Ne de olsa ‘köşe yazarı’ olunca derdinizi kısa, net ve anlaşılır biçimde ifade etmeniz gerekiyor ki, bu durumda ben daha baştan kaybetmiş oluyorum yarışı!( Ne yarışıysa!!. )
Bulduğum bütün niteleme sıfatları işe yaramayınca, olmayan zeka ve yaratıcılık gücümü daha fazla zorlamamı istemedikleri için buluyorlar bana bu sıfatları herhalde diye düşündüğüm, diğer köşe yazarları tarafından bana yakıştırılmış (her birinin kaleminden adıma yazılmış iyi kötü her cümleye saygı duyuyorum, o ayrı mevzuu!) sıfatları kullanayım bari dedim.
Sayın Hakkı Devrim tarafından, ‘Bulduğu bütün kitapları okuyup, kasetleri dinleyerek kendini yetiştirdiğini düşünen Armağan Çağlayan, TDK deyişiyle tam bir televizyon görüngüsü.’
Bu uzun sıfattan çıkarılacak kıssadan hisse olarak, ‘Bir televizyon görüngüsünün karalamacısı’ diyebiliriz mesela. Ama bu da uzun.
Sayın Nur Çintay tarafından bana atfedilmiş bulunan ‘Varlığım bu egoya Armağan olsun’ cümlesi var ki, bence fena durmuyor gibi.....
Sayın Perihan Mağden’in niteleme sıfatları kabul etmem gerekir ki, beni iyi tanımlayan, yaratıcı, ve önünde fazlasıyla bir saygıyla eğilip, taktir ettiğim sıfatlar. Buyrun örnekleri: ‘Kompleks yumurcağı’ , ‘Kasabanın intikamı’, ‘Mantık düşüklüğü’, ‘Üstün yeteneksizliğiyle, yarışmacılara çımkırdığı kadar şişman, detone ve sözleri unutulmuş şarkıcılık muadili yazı(r)lamacı.’
Bir de son olarak unutmadan ve söylemeden geçemeyeceğim, Sayın Hakkı Devrim tarafından söylenmiş bir sıfatım daha var: ‘Bok yedibaşı.’ (3.10.2004 Radikal)
Bana başarıyla yakıştırılmış sıfatlar içinde en çok beğendiklerimin, ‘Bok yedibaşı’ ve ‘Kasabanın intikamı’ ile ‘Kompleks yumurcağı’ olduğunu söylemek isterim.

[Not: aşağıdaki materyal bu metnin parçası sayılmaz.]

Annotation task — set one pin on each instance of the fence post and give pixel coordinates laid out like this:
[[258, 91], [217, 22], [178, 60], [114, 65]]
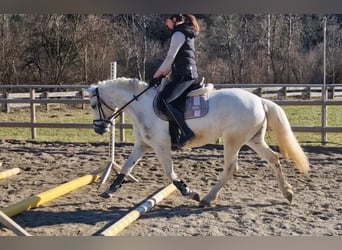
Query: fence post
[[33, 114]]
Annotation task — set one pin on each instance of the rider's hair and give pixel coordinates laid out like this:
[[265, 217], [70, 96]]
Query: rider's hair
[[181, 18]]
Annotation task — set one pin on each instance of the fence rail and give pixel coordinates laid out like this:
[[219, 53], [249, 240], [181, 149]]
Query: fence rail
[[283, 94]]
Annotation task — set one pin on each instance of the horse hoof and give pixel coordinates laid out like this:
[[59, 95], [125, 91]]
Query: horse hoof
[[107, 194], [194, 196], [289, 196], [204, 203]]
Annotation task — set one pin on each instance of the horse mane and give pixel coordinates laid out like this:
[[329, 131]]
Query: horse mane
[[128, 84]]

Sonunda bunca yerinde ve doğru söylenmiş ve emekle bulunmuş sıfata rağmen, ‘köşe yazarı’ yerine hangisini kullanmam gerektiğine bir türlü karar veremediğim için, seçimi size bıraktım. Lütfen elektronik posta marifeti ile bana en çok yakıştığını düşündüğünüzü bildiriniz. Merci!
Bu bir araba lafı sırf kendime ‘köşe yazarı’ dememek için ettim. Çünkü ‘köşe yazarı’ olabilmenin belirli kuralları var. Her meslekte olduğu gibi, yasası ve kitabı olmasa da, köşe yazarlığının da kural koyucuları var. Köşe yazarlığının görünmez kuralına uymazsan çarpılırsın. Ve ben bu kitabın koşullarını yerine getirememiş birisiyim maalesef ki.

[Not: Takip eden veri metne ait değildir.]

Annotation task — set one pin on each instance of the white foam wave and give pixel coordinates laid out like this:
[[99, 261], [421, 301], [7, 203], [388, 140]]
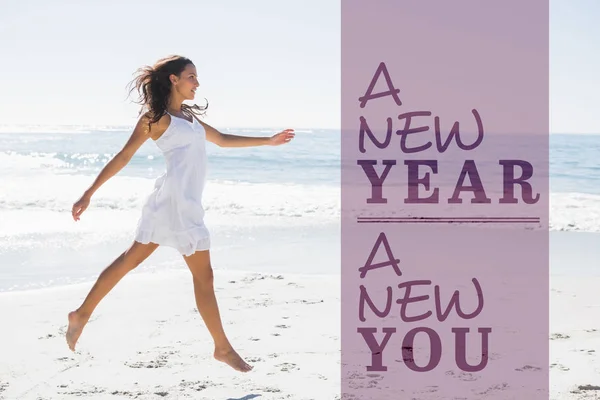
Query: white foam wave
[[575, 212], [59, 192]]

Bir kere o (Köşe yazarlığı bundan böyle ‘o’ sıfatıyla anılacaktır. Kendi kendime köşe yazarı unvanını vermemek için bulabildiğim en yaratıcı fikir de budur!) sıfata sahip olabilmek için, televizyon şöhreti olmamanız gerekir. Bu en gerek ve yeter şarttır. Öyle haddiniz olmayan şeyler konusunda zaten ‘ahkam’ kesmemeniz gerekir. (Mesela İbrahim Tatlıses’in kişilik hakları gibi!) Ayrıca yapmanız gereken şeylerden bir tanesi de, köşeciler komiserliğidir’. Yani benim Popstar jüri üyeliğim sırasında yarışmacılardan Ceyda’ya yaptığım gibi, ‘Kötüüüü, kötüüüü, çok kötüüüü yazıyorsun’ diyebilmektir ki, ben bunu zaten diyemem. Haddime düşmez. Kişi kendini bilmek kadar da irfan olmaz!
Her zaman olduğu gibi beynimin sol tarafına ev ödevi veriyorum, ‘o’ sıfat yerine bir şey bulunacak! Başka yolu yok!!!